Madagascar is on the move again. Fair and transparent presidential elections have paved the way for political stability and reawakening the economy. Investors are taking note.
“Opportunities exist in all sectors serving the local economy and among exporters,” said Satyam Ramnauth, IFC Country Manager for Madagascar. “IFC is looking at increasing its portfolio to support a vibrant private sector.”
Economic growth, which dropped to as low as 1.0 percent in 2011, has been steadily rising and is expected to jump from 3.0 percent in 2014 to 3.6 percent this year, according the Global Economic Prospects.
IFC has a strong and resilient financial sector portfolio in Madagascar, including a $25 million trade finance facility with Bank of Africa Madagascar launched last year, along with an important minority stake in the bank. IFC seeks to further facilitate access to finance, especially through telecom infrastructure, technology and mobile banking. IFC will also broaden out its investments into other areas which will help improve lives and living standards in Madagascar.

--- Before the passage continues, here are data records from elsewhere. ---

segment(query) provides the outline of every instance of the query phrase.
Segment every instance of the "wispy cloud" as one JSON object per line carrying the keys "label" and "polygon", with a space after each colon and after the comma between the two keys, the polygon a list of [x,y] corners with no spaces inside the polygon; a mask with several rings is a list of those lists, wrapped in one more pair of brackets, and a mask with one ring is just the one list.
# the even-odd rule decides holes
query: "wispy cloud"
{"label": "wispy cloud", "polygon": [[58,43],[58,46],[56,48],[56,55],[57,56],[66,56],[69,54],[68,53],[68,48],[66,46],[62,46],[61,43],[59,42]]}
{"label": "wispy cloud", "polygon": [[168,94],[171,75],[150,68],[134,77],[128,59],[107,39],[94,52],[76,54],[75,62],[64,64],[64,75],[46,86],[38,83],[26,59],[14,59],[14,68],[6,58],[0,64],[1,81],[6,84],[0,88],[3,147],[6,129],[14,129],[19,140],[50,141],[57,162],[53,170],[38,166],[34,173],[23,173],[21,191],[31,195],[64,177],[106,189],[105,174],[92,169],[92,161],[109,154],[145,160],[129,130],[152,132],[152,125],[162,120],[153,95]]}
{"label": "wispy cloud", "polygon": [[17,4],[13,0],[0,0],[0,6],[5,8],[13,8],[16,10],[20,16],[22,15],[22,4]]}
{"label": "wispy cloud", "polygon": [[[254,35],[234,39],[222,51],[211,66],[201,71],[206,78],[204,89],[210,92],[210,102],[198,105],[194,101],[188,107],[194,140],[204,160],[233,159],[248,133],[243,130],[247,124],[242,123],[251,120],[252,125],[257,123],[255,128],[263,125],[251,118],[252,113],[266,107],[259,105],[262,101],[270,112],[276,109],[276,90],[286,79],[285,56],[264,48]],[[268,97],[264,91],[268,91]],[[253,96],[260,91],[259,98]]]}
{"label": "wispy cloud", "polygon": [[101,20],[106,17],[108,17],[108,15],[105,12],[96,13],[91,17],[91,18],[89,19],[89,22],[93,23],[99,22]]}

“Agriculture is a critical component of the economy and IFC believes it can leverage its knowledge across the World Bank Group to invest along with credible private sector players,” said Ramnauth. “Infrastructure investment, especially in renewable and low-cost power, is being crafted in coordination with the World Bank. Our strategy extends to telecom ventures, investments related to climate change, and other projects that have significant positive impact on Madagascar’s economy.”
That strategy is helping IFC build a strong pipeline of investments that is leading to new investments. Investor prospects are further buoyed by the increasing consensus that the government and development partners can’t do it all. The private sector is being called upon to invest in assets that will create a momentum for growth and efficient resource allocation. To bolster Madagascar’s growing private sector, the World Bank Group will work closely with the government to improve the country’s investment climate through a revitalized program that begins in 2015.
“Madagascar is blessed as it has an abundance of natural and physical resources that can put the country on the path of sustainable development,” notes Ramnauth, “To leverage these, a serious commitment to infrastructure development and human development is critical. Combined with political and economic stability, which is a result of agreement between Madagascar’s key stakeholders, we expect to see significant business opportunities ahead. If sustained, these opportunities will lead to more jobs, reduced poverty, and sharing of prosperity.”